La pandemia e la povertà
La pandemia è l’inizio di una crisi sanitaria che
dispiega pienamente la sua forza in ambito economico.
Ha liquidato mezzi di sussistenza - posti di lavoro,
aziende e risparmio - e ha provato oltre ogni dubbio che la povertà è (è stata)
tra le maggiori cause di co-morbilità letale.
I fatti sono talmente evidenti che persino il club dei
paesi arricchiti, e cioè l’OCSE, ha dovuto ammettere che, a livello mondiale,
la povertà, la disoccupazione e gli svantaggi socioeconomici hanno un rapporto
privilegiato con i cattivi indici di salute.

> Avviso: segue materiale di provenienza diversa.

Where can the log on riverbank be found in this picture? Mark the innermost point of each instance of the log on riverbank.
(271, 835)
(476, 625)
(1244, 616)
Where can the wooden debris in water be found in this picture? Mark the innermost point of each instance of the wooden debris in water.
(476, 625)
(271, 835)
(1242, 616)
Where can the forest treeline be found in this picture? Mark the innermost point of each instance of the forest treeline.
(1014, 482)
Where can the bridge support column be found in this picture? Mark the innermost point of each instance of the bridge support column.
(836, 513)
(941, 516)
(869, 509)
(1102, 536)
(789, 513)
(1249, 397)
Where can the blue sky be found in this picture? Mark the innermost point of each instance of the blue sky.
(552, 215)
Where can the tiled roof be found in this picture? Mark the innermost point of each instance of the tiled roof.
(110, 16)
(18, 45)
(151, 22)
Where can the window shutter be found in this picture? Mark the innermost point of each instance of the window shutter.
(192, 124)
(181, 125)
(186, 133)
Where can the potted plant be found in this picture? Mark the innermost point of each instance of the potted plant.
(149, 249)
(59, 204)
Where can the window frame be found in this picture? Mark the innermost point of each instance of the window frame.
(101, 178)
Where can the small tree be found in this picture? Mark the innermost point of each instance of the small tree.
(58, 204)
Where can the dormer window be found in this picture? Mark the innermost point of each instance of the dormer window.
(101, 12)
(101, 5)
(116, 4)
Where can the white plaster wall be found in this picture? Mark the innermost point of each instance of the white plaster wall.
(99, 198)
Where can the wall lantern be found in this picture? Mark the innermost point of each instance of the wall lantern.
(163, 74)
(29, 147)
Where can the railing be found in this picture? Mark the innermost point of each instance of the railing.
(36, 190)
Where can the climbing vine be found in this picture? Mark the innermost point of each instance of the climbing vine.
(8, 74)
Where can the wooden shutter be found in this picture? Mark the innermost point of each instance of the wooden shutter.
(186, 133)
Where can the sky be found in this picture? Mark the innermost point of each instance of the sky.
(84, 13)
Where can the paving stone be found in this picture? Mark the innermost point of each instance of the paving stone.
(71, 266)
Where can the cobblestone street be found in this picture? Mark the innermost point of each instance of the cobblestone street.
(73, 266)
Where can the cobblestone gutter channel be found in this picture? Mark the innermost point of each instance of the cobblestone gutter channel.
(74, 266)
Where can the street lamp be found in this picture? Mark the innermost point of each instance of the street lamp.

Ad esempio, durante il primo anno di pandemia il
rischio di morte per coronavirus si è duplicato tra coloro che vivevano nelle
zone più povere e tra le popolazioni formate da minoranze discriminate “per
ragioni etniche”.
Prima i mercati. Poi … i mercati
I mercati internazionali hanno risentito la crisi
assai prima che la OMS dichiarasse la pandemia l’11 marzo 2020. A quella data,
i prezzi del petrolio erano già calati di oltre il 30% per la diminuzione della
domanda – in alcune regioni della Cina era stata dichiarata la quarantena alla
fine gennaio – e perché i paesi produttori non arrivavano ad un accordo sui tagli
alla produzione. Forse ci si ricorderà che in quella fase della crisi, il 20
aprile 2020, per la prima volta nella storia la quotazione del greggio arrivò
sotto zero.
Il 9 marzo 2020 i principali indici di Wall Street
vivevano la loro peggiore giornata dopo la Grande recessione del 2008. Il 12
marzo, il giorno dopo che l’OMS aveva dichiarato ufficialmente la pandemia,
Donald Trump annunciava una serie di misure di emergenza, tra cui la chiusura
dei confini per i viaggiatori provenienti dall’Europa, e gli indici di Wall
Street registravano la peggiore caduta in oltre 32 anni (dal “lunedì nero” del
1987): -22%. La volatilità durava oltre tre settimane caratterizzate
dall’intervento delle banche centrali che compravano azioni e buoni dei governi
a man bassa per ammortizzare le perdite. Per l’Italia sono stati i giorni in
cui “il bazooka di Draghi” ha raggiunto la sua massima potenza.
Tre anni dopo, si può constatare – lo fanno persino la
BM, il FMI e l’OCSE - che le condizioni di vita di milioni di persone in Italia
e di miliardi di persone nel mondo, sono molto peggiorate e che i mercati hanno
solo subito un piccolo soprasalto. Come a dire che la popolazione si è presa la
polmonite ed i mercati il raffreddore.
Salvo eccezioni relativamente trascurabili, i mercati
godono oggi di ottima salute: a fine febbraio 2023 il Dow Jones – l’indice che
riflette la performance delle 30 maggiori aziende statunitensi – segnava un
+78% sul punto più basso del marzo 2020 e un +54% sul suo valore precedente
alla pandemia.
Polmonite e raffreddore, mercati su, popolazione giù.
Colpa (o merito) del “destino cinico e baro”?